Произнеся это, он поднялся и вышел из ресторана.

 

«Этот разговор произошёл уже значительно позже, после моего возвращения в родные места. Тогда же, вырвавшись из лап экспериментаторов, я решил мотнуть на север, в Сибирь, за полярный круг, или в самое сердце тайги, туда, где, по моему мнению, можно было бы укрыться от эксперимента. Автостоп, открытые товарные вагоны, долгие переходы пешком, постоянные недоедание и недосыпание, не говоря уже об отсутствии элементарной гигиены… Таковы были прелести моего турпохода.

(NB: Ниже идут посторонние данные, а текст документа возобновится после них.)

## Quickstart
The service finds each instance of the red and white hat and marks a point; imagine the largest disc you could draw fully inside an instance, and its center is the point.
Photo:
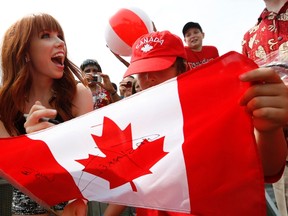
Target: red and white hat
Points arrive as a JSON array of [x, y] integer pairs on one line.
[[155, 51]]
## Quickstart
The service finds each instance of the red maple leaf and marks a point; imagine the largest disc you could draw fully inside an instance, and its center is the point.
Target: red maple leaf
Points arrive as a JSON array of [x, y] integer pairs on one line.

Я опасался появляться открыто в населённых местах, мало ли что могло быть на свете. Обычно я ждал где-нибудь в укромном уголке на краю селения, пока зона безопасности не позволяла мне совершать короткие вылазки в полузаброшенные огороды. На дома мне везло меньше.

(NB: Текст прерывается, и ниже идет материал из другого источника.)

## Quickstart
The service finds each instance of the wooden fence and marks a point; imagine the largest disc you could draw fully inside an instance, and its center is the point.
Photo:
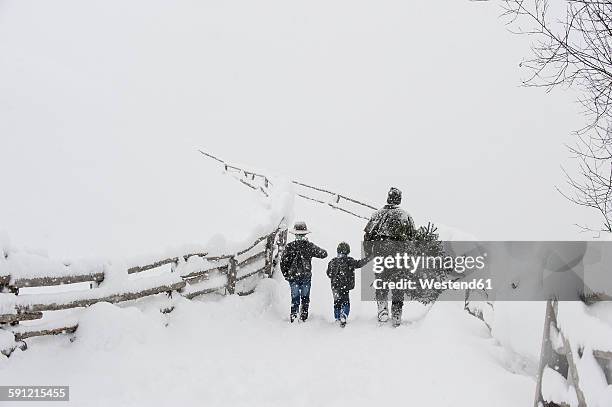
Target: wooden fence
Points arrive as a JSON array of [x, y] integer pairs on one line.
[[179, 274], [558, 354]]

Однажды, заблудившись окончательно в лесу, я вышел на одиноко стоящую бревенчатую избу, от которой так и веяло жизнью. По всем признакам она была пустой, но не заброшенной. Хозяева, скорее всего, были где-то недалеко, так что надо было спешить. Временами мне кажется, что к тому времени я уже научился немного воздействовать на зоны безопасности, слишком уж они для меня гладко ложились. Внутри было тепло и уютно. В настоящей русской печке горел огонь. На столе стояли молоко, хлеб, сало. В духовке грелся котелок с борщом. Как в старых добрых сказках. На меня вдруг накатили детские воспоминания, и мне с большим трудом удалось взять себя в руки. Расслабляться было нельзя. С минуты на минуту должны были вернуться хозяева.
Я заканчивал трапезу, когда в дом вошёл здоровенный мужик с шикарной седой бородой. Настоящий лесовик. Пока он раздевался в сенях, я успел убрать следы своего пребывания и юркнул в зону безопасности. Как я и думал, он даже не заметил, что в доме побывал гость. Раздевшись, он сел за стол, достал из буфета бутылку с какой-то аппетитно пахнущей настойкой, выпил, крякнул от удовольствия, после чего принялся есть…

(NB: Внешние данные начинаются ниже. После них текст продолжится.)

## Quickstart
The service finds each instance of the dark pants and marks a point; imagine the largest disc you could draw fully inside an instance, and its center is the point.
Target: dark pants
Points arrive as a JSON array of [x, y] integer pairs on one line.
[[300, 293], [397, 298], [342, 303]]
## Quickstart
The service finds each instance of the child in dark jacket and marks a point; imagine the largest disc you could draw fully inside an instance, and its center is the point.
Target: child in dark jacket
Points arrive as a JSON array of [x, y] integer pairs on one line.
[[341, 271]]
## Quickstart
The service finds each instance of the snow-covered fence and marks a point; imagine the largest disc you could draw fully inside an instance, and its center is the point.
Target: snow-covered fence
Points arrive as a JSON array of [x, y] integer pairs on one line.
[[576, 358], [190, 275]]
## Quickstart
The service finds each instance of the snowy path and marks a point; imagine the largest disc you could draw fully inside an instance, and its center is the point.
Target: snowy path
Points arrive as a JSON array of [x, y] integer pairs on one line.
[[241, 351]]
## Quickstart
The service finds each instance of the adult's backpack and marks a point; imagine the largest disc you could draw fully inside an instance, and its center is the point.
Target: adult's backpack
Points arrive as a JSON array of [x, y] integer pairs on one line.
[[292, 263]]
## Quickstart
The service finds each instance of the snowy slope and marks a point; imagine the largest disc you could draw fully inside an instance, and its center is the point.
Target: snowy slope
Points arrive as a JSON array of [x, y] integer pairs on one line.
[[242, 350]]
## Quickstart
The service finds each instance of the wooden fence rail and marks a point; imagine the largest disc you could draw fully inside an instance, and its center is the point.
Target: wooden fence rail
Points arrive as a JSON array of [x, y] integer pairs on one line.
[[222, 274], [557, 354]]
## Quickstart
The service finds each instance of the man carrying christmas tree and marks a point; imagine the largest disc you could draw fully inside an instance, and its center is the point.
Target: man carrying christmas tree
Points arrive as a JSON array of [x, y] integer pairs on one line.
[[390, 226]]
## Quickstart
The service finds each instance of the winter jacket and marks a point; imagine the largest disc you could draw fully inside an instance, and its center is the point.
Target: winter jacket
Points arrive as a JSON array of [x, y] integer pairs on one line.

Очнулся я связанным на полу. Напротив меня сидел хозяин с ружьём в руках.
– А теперь говори, только не вздумай врать. Пусть я не Станиславский, но моим «не верю» будет залп из ружья, – приказал он.
Он не шутил. Он совсем не шутил, и усомнись он тогда хоть в одном моём слове, мне бы пришёл конец. К тому же он мог видеть, несмотря на зоны безопасности, а, значит, я был у него как на ладони с самого начала.
– Если я расскажу вам правду, вы не поверите, – пролепетал я.
– А ты рассказывай так, чтобы я поверил.
И я рассказал ему всё, с самого начала. Я рассказал ему о детстве, о своих проделках, о том, за что меня взяли и поместили в эту проклятую спецшколу, про эксперимент, про зоны безопасности, про свой побег и скитания. Я говорил, а он слушал и кивал головой, словно добрый дедушка Фрейд.
– Стало быть, это ты, – сказал он после моего рассказа, – что ж, будем знакомы. Зови меня Фёдором.
– Алексей.
– Значит, Алёшка, – он перерезал верёвку, – долго же ты шёл. У меня и времени-то почти не осталось, чтобы научить тебя танцу по-настоящему…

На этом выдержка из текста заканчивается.